TENTANG ZIARAH KUBUR


    Yang dimaksud dengan ziarah kubur ialah: menengok dimana seorang telah dikuburkan atau dimakamkan.
  Menurut agama Islam, ziarah kubur itu bukan hanya sekedar menengok kubur saja untuk sekedar tahu tempat kubur seseorang, namun ziarah kubur itu adalah mendo'akan pada seseorang yang dikuburkan disitu, dengan membaca bacaan ayat-ayat Al-Qur'an dan kalimat-kalimat Thoyyibah, misalnya ; membaca surat yaa siin, membaca Tahlil. tahmid, tasbih, sholawat dan lain sebagainya kemudian pahalanya dihadiahkan kepada kaum muslimin yang telah meninggal dunia, yakni para Wali, para Ulama para Guru dan para pemimpin masyarakat yan berjasa kepadanya.

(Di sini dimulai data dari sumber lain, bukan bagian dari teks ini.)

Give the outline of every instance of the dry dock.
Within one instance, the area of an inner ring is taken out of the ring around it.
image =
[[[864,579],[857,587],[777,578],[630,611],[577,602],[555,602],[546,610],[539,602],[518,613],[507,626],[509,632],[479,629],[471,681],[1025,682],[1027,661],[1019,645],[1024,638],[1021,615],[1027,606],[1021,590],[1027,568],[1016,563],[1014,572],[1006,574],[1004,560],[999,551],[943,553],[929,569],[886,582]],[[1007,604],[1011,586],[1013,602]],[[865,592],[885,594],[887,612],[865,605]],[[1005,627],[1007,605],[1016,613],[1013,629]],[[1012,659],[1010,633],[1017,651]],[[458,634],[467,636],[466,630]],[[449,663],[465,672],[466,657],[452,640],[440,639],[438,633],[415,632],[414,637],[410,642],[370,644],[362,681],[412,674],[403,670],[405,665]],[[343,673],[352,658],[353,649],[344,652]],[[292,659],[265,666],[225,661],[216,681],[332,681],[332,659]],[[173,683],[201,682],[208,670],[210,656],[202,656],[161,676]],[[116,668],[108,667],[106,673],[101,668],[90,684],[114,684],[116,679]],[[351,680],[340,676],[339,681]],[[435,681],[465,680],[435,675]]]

  Kita sebagai umat manusia yang beriman dan merasa berhubung budi kepala beliau-beliau itu, sudah sewajarnya kita mendo'akannya agar mereka mendapat tempat yang layak di sisi Allah Subhaanahu Wa Ta'ala.

  Dengan demikian, maka jelaslah bahwa ziarah kubur itu merupakan amal perbuatan yang dianjurkan oleh syariat agama islam dan juga termasuk amal perbuatan yang terpuji.







A. HUKUM ZIARAH KUBUR


   Hukumnya berziarah kubur adalah ; Sunnah mu'akkad, sebab disamping mendo'akan seseorang yang dikuburannya, juga sekaligus bisa mengingatkan kepada mati, sehingga orang yang berziarah kubur tersebut bisa meningkatkan amal kebajikan dan bisa meningkatkan dalam berusaha menjauhkan diri dari segala macam perbuatan dosa, memperbanyak taubat. Disamping itu bisa zuhud terhadap kesenangan dunia, yakni tidak terlalu mementikan kemewahan hidup didunia.

   Rasulullah saw, bersabda :

" Kuntu nahaitukum'an ziyyarotil qubuurifazuufainnahaatuzahhiduddun-ya wa tudzakkirulaakhirot."

Artinya:
            "semula aku melarang kaum berziarah kubur, maka sekarang berziarahlah kamu ke kebur. Maka sesungguhnya ziarah kubur itu bisa mengurangi kesenangan dunia dan bisa meningkatkan (kehidupan) akherat."
    (DIRIWAYATKAN IBNU MAJAH DARI IBNU MAS'UD).